Friday, February 10, 2012

February 10th 2012 LACK OF WINTER MEANS EARLY WORK

The fact that winter has been late in arriving this year, means we have an opportunity to do some early work in our yards.

We can do the following in our yards right now:

*Rake up or blow matted leaves. This will insure that our preemergent application works to its capacity. Matted leaves don’t allow the cool season grasses to spread and will stop the preemergent from controlling crabgrass in those “spots”.

*Spot spray broadleaf weeds (as long as the air temperature is above 40 degrees and will stay there for a couple of hours). Henbit and Chickweed are especially active right now due to the warm weather. We can “spot spray” these and other weeds with “Ester” formulas of herbicides that are available in any good Lawn & Garden store. They work at lower temperatures then conventional 3 Way herbicides. Turflon Ester is a very good product for spraying weeds right now. As with any pesticide application, read the label!
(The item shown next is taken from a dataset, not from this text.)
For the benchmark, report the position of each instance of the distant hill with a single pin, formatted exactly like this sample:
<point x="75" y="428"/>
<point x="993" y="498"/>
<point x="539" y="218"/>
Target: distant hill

*Spot seed areas that need repair. Be sure that areas really do need spring seeding or sod. If you seeded last fall and the areas aren’t “thick” enough, you may just be impatient. Dormant seeding/sod can be damaged by bad weather, so they are risky to do this time of year. It’s almost better to mow the yard 2-3 times before you decide to do spring seeding or sod work. Spring seeding should be put off (in most cases) until March 1st or so.

*Prepare the lawn mower and other tools. Lawn mower shops get flooded with work request during the first warm weeks of March. Get your equipment serviced, sharpened, drained…whatever it needs, so you can have it when you need it.

* Mowing. I like to mow my cool season lawns at about 2 ½ to 2 ¾ inches going out the gate. I bag my clippings so my lawn mower acts as a vacuum as well. I usually walk around with my rake or blower before mowing, so I loosen up the matted leaves that are there. This makes their removal more efficiently.

*Fertilizing. I will always suggest mowing the lawn at least 2-3 times before the first application of fertilizer. This will all but guarantee the best case scenario for crabgrass control. We will address this application in future post. Don’t do anything for now.

*Zoysia lawns. Do nothing! You might be tempted, but it’s way too early to do anything but look at zoysia lawns for 6-8 more weeks. They are a “warm season” grass, which means they like extended periods of warm weather, not a few warm days. Hold your horses on these.

Finally, never do any walking or work in the yard when it’s wet. If you see water forming around your foot when you press it down in the lawn…it’s too wet to work in. You may do more harm then good?